Saturday, April 12, 2014

A Last Gasp for Coal Mining In Washington

  
John Henry 1 coal mine and processing in Black Diamond

Coal mining came to an end in Washington State with the closure of the Centralia Coal Mine in 2006. The John Henry 1 Mine in aptly named Black Diamond has not operated since 1997 but has recently applied to reopen and in the process finish some reclamation. The Environmental Assessment (JHM_EA.pdf) is currently in the public comment period. The John Henry 1 Mine has a contract to supply coal for cement production to a Richmond BC concrete company and hopes to perhaps sell coal for cement production in Seattle. In addition to the coal seam that the mine intends to exploit, the formation also contains a seam of clay that is also used in concrete formulations.

3 comments:

Jim Lazar said...

Coal is used in the making of cement, not in the making of concrete. Cement is then used, with sand and aggregate, to make concrete.

The reason coal is used is that it burns much hotter than oil or natural gas.

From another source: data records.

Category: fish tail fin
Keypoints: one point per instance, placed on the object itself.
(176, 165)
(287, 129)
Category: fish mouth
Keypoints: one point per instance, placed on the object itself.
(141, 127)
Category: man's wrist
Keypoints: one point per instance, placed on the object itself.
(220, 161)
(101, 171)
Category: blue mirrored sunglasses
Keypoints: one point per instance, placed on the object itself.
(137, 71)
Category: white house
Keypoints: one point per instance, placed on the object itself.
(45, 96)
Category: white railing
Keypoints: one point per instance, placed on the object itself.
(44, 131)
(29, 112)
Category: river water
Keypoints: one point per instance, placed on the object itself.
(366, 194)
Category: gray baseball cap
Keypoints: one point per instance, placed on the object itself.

Even in California, which claims no "coal plants" there are 24 installation that burn solid carboniferous fuel; some is for making cement, and much is using petroleum coke (the carbon residue after they have stripped all the hydrocarbons off).

Dan McShane said...

Thanks Jim. I was careless in my concrete/cement terms. And you are correct about coal use outside of power plants.

63alfred said...

Dear Dan,

Recently your blog has been a regular visit of mine. Thanks for all the information. On the subject of the coal mine, I wonder how it is economically feasible for this to even consider operating considering the large deposits and coal operations in Montana. This is of course if they are using the same time of coal. My grandfathers were coal miners back in Pennsylvania for most of the the first part of the 20th century (black lung and all that as they mined it with picks and hauled it out on the back of donkeys). I always heard them talk of "soft coal" (Bituminous) mined in the western part of the state and the much better "hard" coal (high carbon Anthracite) mined in the eastern part of the state. I still remember their coal burning stove and the piles of coal in their basement. Beautiful "hard" coal with a high luster.